Azure skies greeted me that Sunday morning, as I walked out of my house and into my car. Perhaps not coincidentally, as I drove out of Edwardsville, I thought of my previous attempts on Tom Wolfe's life, and how they all came woefully short. The man is agile, and can gnaw his way out of snare-traps. One tranq dart alone is not enough to bring him down, for the surge of Wolfeian adrenaline counteracts the sleeping agents, and he is only made angrier. No, it would take luck, not just guile, to best him. John Updike once said the best way to slay Tom Wolfe was to eat an herb that makes one see time in slow motion, but by all accounts, this herb is an urban myth. It would take can-do, rolled up sleeves, and the aluminum bat in my car to shatter his abnormally shaped skull if I stood a chance. There had been tales of him snapping attackers' necks with one hand, but the source from whom I heard this was unreliable, at best. What I'd heard of Wolfe, half was legend, half was myth. If not for my own eyes, I would scarcely believe he exists, and can run one hundred meters in nine seconds. He is an evil beast, but quick witted, and sharp-tongued.
After my excursion to Nantasket, the last time I tried to spring Tom Wolfe of this mortal coil, I'd gotten the idea that perhaps aggression was the wrong route. I plotted to get his guard down, to apologize.
Having driven exactly thirty minutes, I reached the pay phone in a heavily populated area of St. Louis. I typed in the designated number.
"Hallo?" that familiar voice said.
"Hi?"
"Who is this?" he said.
"Joe."
"Thou rogue!" he called out.
"Wait! I wanted to apologize."
"Is that right, chap?" he said, immediately ameliorated.
"Yes, I have come to the conclusion that to murder you is wrong."
"Why, that's capital," he said.
"Yes, I must say," I said.
"I had been tracking you, in fact. See me waving? I'm at the hot dog vendor."
"Oh, yes," I said.
"I was to stick this shank into your throat as you exited that booth."
"Well, lucky for the both of us I called, then, hm?" I said.
"Yes, capital idea."
"Well, I'll get off, let's shake hands," I said.

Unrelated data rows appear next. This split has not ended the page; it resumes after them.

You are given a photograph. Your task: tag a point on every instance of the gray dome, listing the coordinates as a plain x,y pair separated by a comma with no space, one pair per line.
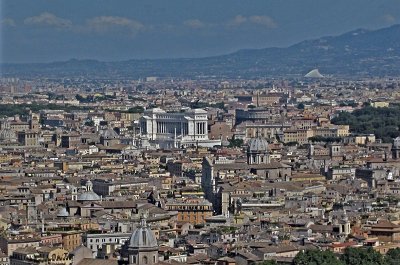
7,135
109,134
258,145
88,196
143,237
62,212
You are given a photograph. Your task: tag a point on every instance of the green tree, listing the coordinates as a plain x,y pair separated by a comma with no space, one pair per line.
268,262
316,257
89,123
362,256
393,257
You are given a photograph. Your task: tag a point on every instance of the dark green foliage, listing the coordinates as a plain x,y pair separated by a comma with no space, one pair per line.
393,257
383,122
316,257
268,262
362,256
23,109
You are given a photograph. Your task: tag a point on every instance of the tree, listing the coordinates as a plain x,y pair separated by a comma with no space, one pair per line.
393,256
362,256
89,123
268,262
316,257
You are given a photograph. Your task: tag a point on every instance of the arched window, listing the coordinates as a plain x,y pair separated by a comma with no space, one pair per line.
144,237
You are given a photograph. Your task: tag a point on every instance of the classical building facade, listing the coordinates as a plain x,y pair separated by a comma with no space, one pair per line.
172,130
142,246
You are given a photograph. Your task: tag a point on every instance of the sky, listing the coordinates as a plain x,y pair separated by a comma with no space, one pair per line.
106,30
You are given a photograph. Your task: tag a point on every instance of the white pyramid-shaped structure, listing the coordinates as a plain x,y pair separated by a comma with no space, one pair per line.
314,74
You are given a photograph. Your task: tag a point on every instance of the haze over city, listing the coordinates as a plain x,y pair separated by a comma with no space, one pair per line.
54,30
188,132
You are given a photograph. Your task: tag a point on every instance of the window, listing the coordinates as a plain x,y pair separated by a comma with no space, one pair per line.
144,237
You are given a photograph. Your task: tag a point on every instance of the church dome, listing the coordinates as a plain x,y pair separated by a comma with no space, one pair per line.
88,196
143,237
62,212
109,134
258,145
7,135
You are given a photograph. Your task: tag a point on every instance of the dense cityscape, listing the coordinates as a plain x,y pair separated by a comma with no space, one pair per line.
200,132
163,171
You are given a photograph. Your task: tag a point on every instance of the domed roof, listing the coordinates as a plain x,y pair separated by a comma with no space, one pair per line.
314,74
142,237
7,135
62,212
109,134
88,196
258,145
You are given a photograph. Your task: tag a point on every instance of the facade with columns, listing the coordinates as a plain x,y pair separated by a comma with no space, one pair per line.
178,129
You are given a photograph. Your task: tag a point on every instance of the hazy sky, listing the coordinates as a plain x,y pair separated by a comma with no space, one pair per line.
54,30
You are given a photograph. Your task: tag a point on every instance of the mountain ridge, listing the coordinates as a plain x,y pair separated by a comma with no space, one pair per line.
360,52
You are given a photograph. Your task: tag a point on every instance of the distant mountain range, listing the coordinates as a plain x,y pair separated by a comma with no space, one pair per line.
356,53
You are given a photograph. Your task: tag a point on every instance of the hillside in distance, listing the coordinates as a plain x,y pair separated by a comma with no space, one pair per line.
357,53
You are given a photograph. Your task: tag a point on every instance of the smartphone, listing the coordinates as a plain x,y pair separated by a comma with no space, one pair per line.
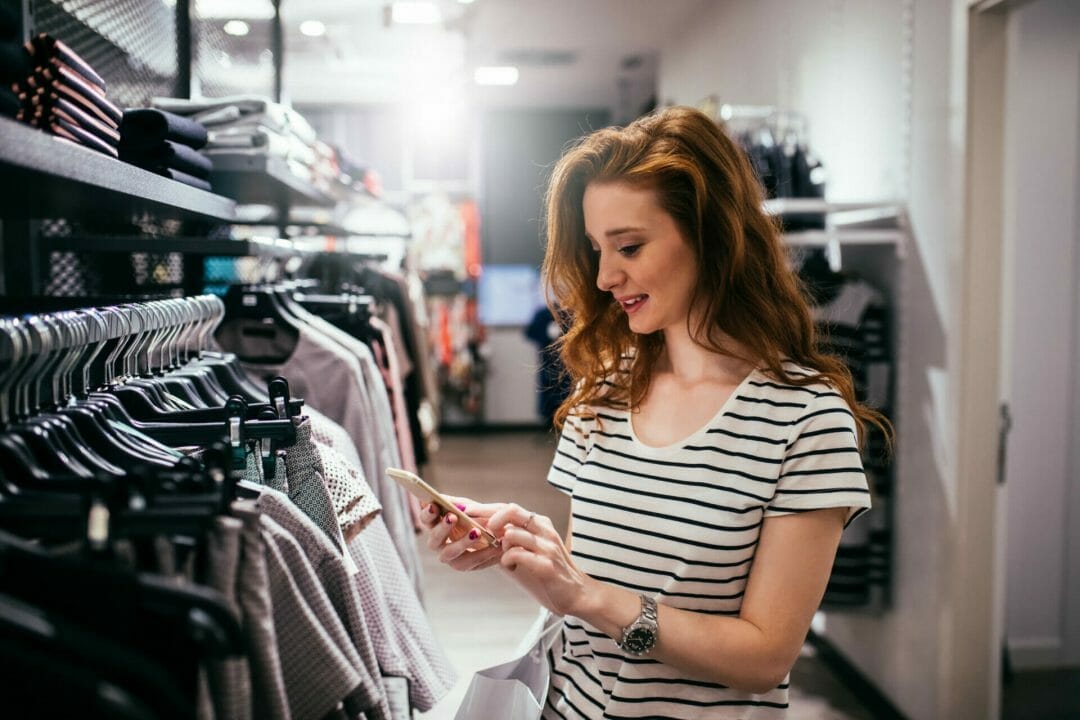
429,494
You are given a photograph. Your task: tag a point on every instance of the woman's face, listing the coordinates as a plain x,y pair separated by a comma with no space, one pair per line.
645,262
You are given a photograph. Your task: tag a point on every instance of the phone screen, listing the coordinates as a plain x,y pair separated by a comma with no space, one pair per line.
416,486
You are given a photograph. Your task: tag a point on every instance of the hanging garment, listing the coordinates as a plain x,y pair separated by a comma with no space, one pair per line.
338,583
334,380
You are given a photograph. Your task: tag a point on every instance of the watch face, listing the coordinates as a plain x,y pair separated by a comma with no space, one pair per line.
639,640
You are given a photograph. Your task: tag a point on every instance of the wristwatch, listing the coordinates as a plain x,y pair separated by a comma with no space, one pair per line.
640,636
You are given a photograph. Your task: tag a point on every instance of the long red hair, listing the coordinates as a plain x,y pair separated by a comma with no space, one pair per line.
745,284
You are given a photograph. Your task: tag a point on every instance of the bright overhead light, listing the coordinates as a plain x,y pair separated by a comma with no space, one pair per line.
496,75
258,10
239,28
415,13
313,28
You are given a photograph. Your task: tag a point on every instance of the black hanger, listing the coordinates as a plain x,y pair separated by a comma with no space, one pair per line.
822,283
257,313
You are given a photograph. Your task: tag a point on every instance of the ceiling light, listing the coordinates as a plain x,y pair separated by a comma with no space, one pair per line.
239,28
496,75
313,28
415,13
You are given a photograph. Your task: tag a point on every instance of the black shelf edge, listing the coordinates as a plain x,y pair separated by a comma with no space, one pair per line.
210,246
260,179
46,177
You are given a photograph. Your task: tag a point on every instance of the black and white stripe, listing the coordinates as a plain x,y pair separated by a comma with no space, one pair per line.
682,524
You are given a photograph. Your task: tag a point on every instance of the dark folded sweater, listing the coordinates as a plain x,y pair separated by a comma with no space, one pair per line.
146,128
170,154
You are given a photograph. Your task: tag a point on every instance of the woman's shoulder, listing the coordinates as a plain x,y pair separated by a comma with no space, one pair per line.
800,379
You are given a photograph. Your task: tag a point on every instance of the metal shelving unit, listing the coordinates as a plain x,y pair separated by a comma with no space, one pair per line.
48,177
253,179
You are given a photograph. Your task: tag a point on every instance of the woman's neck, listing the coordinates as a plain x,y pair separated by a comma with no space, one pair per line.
690,363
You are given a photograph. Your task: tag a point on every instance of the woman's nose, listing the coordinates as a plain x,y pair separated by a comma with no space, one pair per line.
608,275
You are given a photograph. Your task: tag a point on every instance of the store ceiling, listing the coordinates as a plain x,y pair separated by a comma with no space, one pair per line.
569,53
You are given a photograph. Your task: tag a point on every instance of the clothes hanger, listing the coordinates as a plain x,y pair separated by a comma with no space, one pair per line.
89,419
51,442
258,313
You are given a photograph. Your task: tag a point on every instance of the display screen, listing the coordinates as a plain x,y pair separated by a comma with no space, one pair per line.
509,294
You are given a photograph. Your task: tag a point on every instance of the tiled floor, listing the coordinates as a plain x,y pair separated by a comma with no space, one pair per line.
480,617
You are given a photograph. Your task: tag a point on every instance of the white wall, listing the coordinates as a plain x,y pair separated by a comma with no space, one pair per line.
837,63
1041,195
510,386
844,65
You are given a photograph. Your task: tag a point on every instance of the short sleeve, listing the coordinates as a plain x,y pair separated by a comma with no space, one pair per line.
822,465
569,454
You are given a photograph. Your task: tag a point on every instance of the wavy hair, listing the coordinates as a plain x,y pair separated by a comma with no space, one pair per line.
745,285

I approached him with a smile, as he did me.

"I was researching a book I am to write on the ills of your generation when I saw you on my GPS tracker," he said.
"Ah, I forgot to sweep for it today."
"Yes, I thought this would be my break, the better with which to kill you," he said.
As we shook hands, I noticed with great consternation, his left hand reaching behind his handsome white suit jacket for a sliver of metal, the shank. Spritely, I shattered his right hand with a karate chop, and rolled just away from the shank as it would have struck me in the face. The harsh light of inevitability shone on his face, as I pulled out a New Yorker, and read the review of his latest book. Reduced to tears, he would have made easy prey, had he not prepared a smoke bomb with which to make his getaway. As I gagged and coughed at the employment of the smoke bomb, the slaughter of the Wolfe became a distant memory. However, I had the upper hand, and fear would follow him at every turn.

Fantastical? You bet. Poorly written? Got me there. Who didn't want to see how it ended though?